De internationale gemeenschap is veel geëngageerder om de broeikasgasemissies te beperken dan een jaar geleden. Australië heeft het Protocol van Kyoto geratificeerd en de Conferentie van Bali is het, ondanks vele tekortkomingen, eens geworden over een routekaart om in Kopenhagen tot een overeenkomst voor de periode na 2012 te komen. De deelnemers onderstreepten de doelstelling voor de in Bijlage I opgenomen partijen om de emissies tegen 2020 terug te dringen met een marge tussen de 25 en 40% beneden de niveaus van 1990.[2]
Bovendien zijn in de aanloop naar de Amerikaanse presidentsverkiezingen alleen nog kandidaten over die een zeer ambitieuze aanpak ten aanzien van de afzwakking van de klimaatverandering voorstaan.
ANALYSE VAN HET GEMEENSCHAPPELIJK STANDPUNT
Het gemeenschappelijk standpunt van de Raad van Ministers dat in december is goedgekeurd, omvat niet veel van de door het Europees Parlement ingediende amendementen, hoewel het verslag van het EP door een overweldigende meerderheid was aangenomen.

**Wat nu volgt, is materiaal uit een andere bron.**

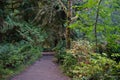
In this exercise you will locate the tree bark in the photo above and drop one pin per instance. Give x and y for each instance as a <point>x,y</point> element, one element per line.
<point>96,22</point>
<point>69,15</point>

Van de 60 amendementen zijn er 3 volledig of grotendeels overgenomen. 13 amendementen werden gedeeltelijk overgenomen. De overgrote meerderheid (44 amendementen) is door de Raad niet eens in overweging genomen. De belangrijkste prestatie van het Portugese voorzitterschap was dat de Raad überhaupt iets heeft goedgekeurd. Drie weken vóór de bijeenkomst van de Raad in december leek politieke overeenstemming onmogelijk.
Slechts de politieke impuls na de conferentie van Bali maakte deze overeenkomst mogelijk.
Dit betekent dat er een hoop werk moet worden verricht om een compromis tussen de eerste lezing van het Parlement en de Raad te vinden. Uw rapporteur acht het noodzakelijk alle belangrijke amendementen die in eerste lezing door het Europees Parlement zijn aangenomen, opnieuw in te dienen. Er zij erkend dat de eerste lezing in het Parlement reeds een compromis was en dat velen in de plenaire vergadering en de Commissie milieubeheer veel verder wilden gaan.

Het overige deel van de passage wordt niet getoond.